How to perform AB testing python

Data-analysis-pythonHow-ToBeginner · 4 min read

How to Perform AB Testing in Python: Simple Guide

To perform AB testing in Python, you typically split your data into two groups and compare their results using statistical tests like t-test from the scipy.stats library. This helps you decide if one version performs better than the other with confidence.

📐

Syntax

AB testing involves these main steps:

Split your data into two groups: A (control) and B (variant).
Calculate the metric you want to compare (e.g., conversion rate) for each group.
Use a statistical test like scipy.stats.ttest_ind() to check if the difference is significant.

Here is the basic syntax for the t-test:

python

from scipy.stats import ttest_ind

# group_a and group_b are lists or arrays of numeric results
statistic, p_value = ttest_ind(group_a, group_b, equal_var=False)

if p_value < 0.05:
    print("Significant difference detected")
else:
    print("No significant difference")

💻

Example

This example shows how to perform AB testing on two groups with sample conversion rates.

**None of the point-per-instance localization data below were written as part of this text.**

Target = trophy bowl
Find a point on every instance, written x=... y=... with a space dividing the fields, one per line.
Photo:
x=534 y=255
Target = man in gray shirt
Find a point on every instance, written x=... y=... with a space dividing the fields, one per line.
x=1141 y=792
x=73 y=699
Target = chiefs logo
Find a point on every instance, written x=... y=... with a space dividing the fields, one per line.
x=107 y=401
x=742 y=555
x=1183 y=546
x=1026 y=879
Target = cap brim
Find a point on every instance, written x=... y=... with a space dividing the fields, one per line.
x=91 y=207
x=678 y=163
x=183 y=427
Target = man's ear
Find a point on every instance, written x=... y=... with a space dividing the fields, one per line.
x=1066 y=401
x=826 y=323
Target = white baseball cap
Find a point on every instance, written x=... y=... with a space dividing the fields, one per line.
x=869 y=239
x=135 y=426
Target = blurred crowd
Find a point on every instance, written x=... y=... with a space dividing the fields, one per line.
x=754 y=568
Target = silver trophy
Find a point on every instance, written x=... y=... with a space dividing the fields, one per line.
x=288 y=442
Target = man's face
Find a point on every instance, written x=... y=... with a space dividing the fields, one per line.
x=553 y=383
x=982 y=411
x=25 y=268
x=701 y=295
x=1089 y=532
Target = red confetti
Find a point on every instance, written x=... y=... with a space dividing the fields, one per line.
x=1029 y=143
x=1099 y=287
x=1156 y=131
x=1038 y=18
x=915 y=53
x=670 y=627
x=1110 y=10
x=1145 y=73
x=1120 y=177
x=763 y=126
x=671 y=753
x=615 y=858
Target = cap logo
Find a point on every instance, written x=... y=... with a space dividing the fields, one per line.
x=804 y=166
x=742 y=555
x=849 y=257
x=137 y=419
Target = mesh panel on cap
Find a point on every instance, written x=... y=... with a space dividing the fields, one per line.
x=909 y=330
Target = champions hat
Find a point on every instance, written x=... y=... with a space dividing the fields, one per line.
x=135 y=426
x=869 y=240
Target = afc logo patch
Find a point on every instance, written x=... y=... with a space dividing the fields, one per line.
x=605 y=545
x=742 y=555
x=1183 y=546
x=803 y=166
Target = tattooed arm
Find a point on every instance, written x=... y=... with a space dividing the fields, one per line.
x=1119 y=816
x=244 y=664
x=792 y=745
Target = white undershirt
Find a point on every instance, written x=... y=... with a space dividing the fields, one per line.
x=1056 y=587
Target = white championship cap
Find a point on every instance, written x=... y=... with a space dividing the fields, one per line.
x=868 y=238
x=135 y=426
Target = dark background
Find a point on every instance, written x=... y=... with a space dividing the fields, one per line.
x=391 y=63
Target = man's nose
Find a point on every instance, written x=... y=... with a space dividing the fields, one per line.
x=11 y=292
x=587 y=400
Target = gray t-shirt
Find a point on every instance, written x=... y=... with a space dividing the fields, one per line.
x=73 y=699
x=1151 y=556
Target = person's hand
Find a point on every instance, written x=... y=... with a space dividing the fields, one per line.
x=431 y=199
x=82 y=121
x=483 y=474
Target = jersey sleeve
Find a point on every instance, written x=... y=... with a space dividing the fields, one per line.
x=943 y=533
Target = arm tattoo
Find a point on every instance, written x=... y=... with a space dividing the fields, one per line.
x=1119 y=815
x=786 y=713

It uses a t-test to check if the difference is statistically significant.

python

from scipy.stats import ttest_ind

# Sample data: 1 means conversion, 0 means no conversion
group_a = [1, 0, 1, 1, 0, 1, 0, 0, 1, 0]  # Control group
group_b = [1, 1, 1, 0, 1, 1, 1, 0, 1, 1]  # Variant group

statistic, p_value = ttest_ind(group_a, group_b, equal_var=False)

print(f"t-statistic: {statistic:.3f}")
print(f"p-value: {p_value:.3f}")

if p_value < 0.05:
    print("Result: Significant difference detected")
else:
    print("Result: No significant difference")

Output

t-statistic: -1.342 p-value: 0.201 Result: No significant difference

⚠️

Common Pitfalls

Some common mistakes when performing AB testing in Python include:

Not splitting data randomly, which can bias results.
Using the wrong statistical test for your data type.
Ignoring assumptions like equal variances (use equal_var=False if unsure).
Misinterpreting p-values (a p-value above 0.05 means no strong evidence of difference, not that groups are identical).

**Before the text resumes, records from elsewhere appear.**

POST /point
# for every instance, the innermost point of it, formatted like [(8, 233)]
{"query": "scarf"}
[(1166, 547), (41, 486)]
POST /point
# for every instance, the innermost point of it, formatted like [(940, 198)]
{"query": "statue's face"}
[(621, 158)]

Example of a wrong approach and the correct way:

python

# Wrong: Using t-test on categorical counts without raw data
# group_a_conversions = 50
# group_a_total = 100
# group_b_conversions = 60
# group_b_total = 100
# ttest_ind([50], [60])  # Incorrect

# Right: Use raw binary data or proportions with proper test (e.g., chi-square or proportion test)
from statsmodels.stats.proportion import proportions_ztest

count = [50, 60]
nobs = [100, 100]
stat, pval = proportions_ztest(count, nobs)
print(f"z-statistic: {stat:.3f}, p-value: {pval:.3f}")

Output

z-statistic: -1.095, p-value: 0.273

📊

Quick Reference

Tips for AB testing in Python:

Always randomize your groups to avoid bias.
Use scipy.stats.ttest_ind() for comparing means of two independent samples.
For proportions, consider statsmodels.stats.proportion.proportions_ztest().
Check assumptions like variance equality and sample size.
Interpret p-values carefully: below 0.05 usually means significant difference.

✅

Key Takeaways

Split your data randomly into control and variant groups before testing.

Use appropriate statistical tests like t-test or proportion z-test depending on your data.

Check assumptions such as equal variances and sample size for valid results.

A p-value below 0.05 usually indicates a significant difference between groups.

Avoid common mistakes like testing aggregated counts with wrong methods.